The character is incredibly easy to emphasise with despite the fact that you wrote in third person. Usually I have trouble really connecting with a character if the text isn't in first person, but as I believe someone already pointed out, we've all been in this situation at least once in our pathetically romantic teen lives.
Left me with a sense of sympathy and pensive thought. Thanks!
*subscribes to author*
*adds author to favourites*
| Renate Seline Zaz 10/14/08 . chapter 1
Oh wow. Powerful like I just got punched in the stomach.
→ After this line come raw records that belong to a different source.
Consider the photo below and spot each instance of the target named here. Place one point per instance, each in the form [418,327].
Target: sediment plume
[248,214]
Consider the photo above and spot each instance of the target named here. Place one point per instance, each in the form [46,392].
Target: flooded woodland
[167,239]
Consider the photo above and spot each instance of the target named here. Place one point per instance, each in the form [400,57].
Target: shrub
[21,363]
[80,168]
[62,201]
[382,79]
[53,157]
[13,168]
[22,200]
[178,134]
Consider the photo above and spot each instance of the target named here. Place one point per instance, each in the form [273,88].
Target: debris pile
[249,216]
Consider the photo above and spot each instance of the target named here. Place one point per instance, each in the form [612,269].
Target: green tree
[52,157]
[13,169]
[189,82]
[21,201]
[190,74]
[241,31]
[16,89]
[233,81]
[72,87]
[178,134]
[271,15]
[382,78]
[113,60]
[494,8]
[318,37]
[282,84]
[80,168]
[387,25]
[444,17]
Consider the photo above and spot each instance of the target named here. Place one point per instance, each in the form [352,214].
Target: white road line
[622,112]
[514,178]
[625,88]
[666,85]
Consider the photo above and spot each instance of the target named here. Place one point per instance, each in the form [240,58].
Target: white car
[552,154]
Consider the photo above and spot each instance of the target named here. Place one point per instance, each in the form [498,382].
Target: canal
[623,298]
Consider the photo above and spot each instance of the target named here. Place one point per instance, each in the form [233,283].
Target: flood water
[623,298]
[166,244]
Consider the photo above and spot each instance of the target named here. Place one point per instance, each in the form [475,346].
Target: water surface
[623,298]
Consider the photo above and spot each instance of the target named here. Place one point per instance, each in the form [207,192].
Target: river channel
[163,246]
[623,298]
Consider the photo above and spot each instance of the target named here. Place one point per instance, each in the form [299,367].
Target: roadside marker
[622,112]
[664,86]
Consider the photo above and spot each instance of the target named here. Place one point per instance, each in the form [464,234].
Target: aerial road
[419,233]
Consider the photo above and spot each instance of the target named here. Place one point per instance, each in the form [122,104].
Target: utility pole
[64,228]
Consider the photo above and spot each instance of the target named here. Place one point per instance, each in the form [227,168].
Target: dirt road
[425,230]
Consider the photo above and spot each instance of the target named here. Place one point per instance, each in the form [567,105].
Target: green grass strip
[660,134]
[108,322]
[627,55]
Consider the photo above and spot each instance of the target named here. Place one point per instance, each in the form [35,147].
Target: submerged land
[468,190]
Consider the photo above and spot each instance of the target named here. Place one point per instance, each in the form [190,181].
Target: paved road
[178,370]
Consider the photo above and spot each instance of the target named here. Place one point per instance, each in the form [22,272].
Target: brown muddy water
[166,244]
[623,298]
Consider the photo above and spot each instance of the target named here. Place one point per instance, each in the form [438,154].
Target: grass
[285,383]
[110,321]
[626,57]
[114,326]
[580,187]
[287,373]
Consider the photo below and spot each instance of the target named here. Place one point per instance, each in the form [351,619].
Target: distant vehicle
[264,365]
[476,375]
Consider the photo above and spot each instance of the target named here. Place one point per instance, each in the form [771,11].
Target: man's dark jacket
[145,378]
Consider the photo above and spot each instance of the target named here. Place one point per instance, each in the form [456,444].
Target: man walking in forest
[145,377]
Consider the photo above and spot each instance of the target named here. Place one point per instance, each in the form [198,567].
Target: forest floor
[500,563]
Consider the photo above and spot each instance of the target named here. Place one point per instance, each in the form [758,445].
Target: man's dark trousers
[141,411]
| Written 9/9/08 . chapter 1
lovely piece! I enjoyed the way you show us her crush for him. The part where he actually walks past her is quite well done; we feel this moment with her, because we're all quite familiar with it.
[Her usual routine; her usual dance.]
loved this line! it creates the visual. and of course, the last line is killer. we've all been there before.
The only thing I would say is that the quote doesn't add much to the piece and that the piece itself didn't leave me with lasting emotions... in other words, I might not remember it in a few weeks.
it was still a good piece, however. something of a study.